Pesticides : des études révèlent des risques pour la santé même à doses légales

Effet cocktail : des pesticides mauvais pour la santé, même aux doses légales
8 septembre 2026 à 07h30

Durée de lecture : 4 minutes

Une étude récente a révélé que des mélanges de pesticides, même à des doses considérées comme sûres, peuvent avoir des effets toxiques sur le foie humain. L’équipe de recherche Toxalim, de l’Institut national de recherche pour l’agriculture, l’alimentation et l’environnement, a mis en évidence des dysfonctionnements du foie et du métabolisme du glucose liés à quatre pesticides présents dans notre alimentation.

Les résultats, publiés le 1ᵉʳ septembre dans Archives of Toxicology, soulignent un effet cocktail de ces substances, qui, prises isolément, n’auraient pas montré d’effets nocifs. Les chercheurs ont administré ces pesticides à des souris pendant six mois, en les nourrissant avec deux types de régimes : un standard et un régime plus gras, qualifié de « régime occidental ».

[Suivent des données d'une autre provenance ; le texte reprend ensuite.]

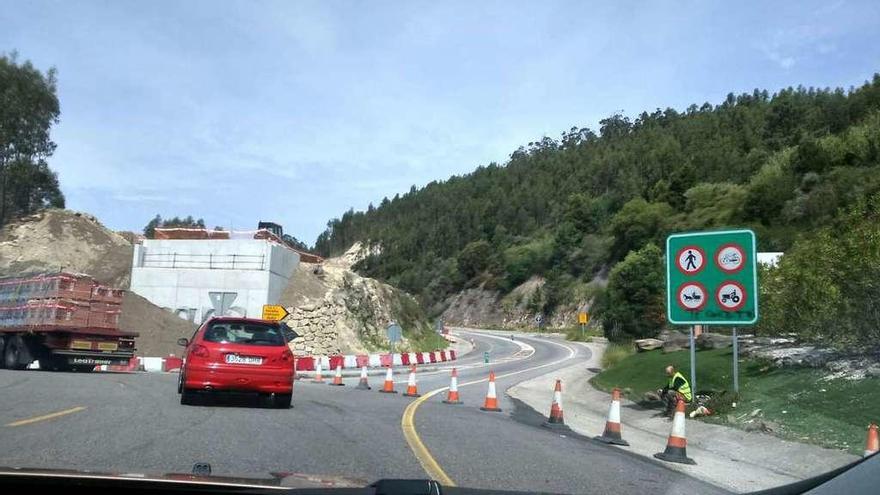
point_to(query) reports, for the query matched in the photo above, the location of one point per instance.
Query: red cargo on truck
(65, 321)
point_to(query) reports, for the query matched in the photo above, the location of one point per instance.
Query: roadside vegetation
(794, 403)
(596, 204)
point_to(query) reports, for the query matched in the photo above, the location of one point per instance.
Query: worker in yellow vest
(677, 388)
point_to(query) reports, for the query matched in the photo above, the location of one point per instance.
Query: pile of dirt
(55, 240)
(158, 329)
(335, 310)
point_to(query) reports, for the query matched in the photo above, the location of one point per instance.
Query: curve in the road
(407, 422)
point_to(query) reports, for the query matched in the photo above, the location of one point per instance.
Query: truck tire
(16, 355)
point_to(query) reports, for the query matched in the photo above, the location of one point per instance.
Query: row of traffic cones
(452, 397)
(676, 444)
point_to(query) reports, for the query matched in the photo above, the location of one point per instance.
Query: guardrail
(205, 261)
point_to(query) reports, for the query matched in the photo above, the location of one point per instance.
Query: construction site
(65, 269)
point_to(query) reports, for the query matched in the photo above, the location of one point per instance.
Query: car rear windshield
(244, 333)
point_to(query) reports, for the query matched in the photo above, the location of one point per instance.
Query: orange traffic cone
(318, 377)
(491, 403)
(452, 396)
(362, 384)
(337, 379)
(388, 388)
(872, 446)
(612, 426)
(676, 445)
(556, 420)
(411, 390)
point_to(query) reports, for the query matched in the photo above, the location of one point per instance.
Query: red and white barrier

Un effet cocktail ignoré par la réglementation

Laurence Payraste, toxicologue et auteure de l’étude, a déclaré : « Ce résultat confirme une question clé pour l’évaluation des pesticides : comment mer leur toxicité sachant que nous sommes exposés à des mélanges et non à des pesticides isolés. » Actuellement, la réglementation ne prend pas en compte cet effet cocktail.

Cela soulève des préoccupations quant à l’évaluation des risques liés aux pesticides. Sylvie Bortoli, toxicologue de l’unité Inserm Healthfex, a ajouté que ces résultats sont importants car ils explorent l’impact des mélanges de pesticides, un domaine encore largement inexploré.

« Les effets des pesticides sur la santé peuvent varier en fonction du régime alimentaire. »

Les chercheurs ont observé que les effets délétères des pesticides variaient selon le type de régime alimentaire. En régime standard, une accumulation de graisses dans le foie a été notée, tandis qu’un régime occidental a perturbé le métabolisme du glucose, avec des signes précurseurs de diabète observés chez les souris.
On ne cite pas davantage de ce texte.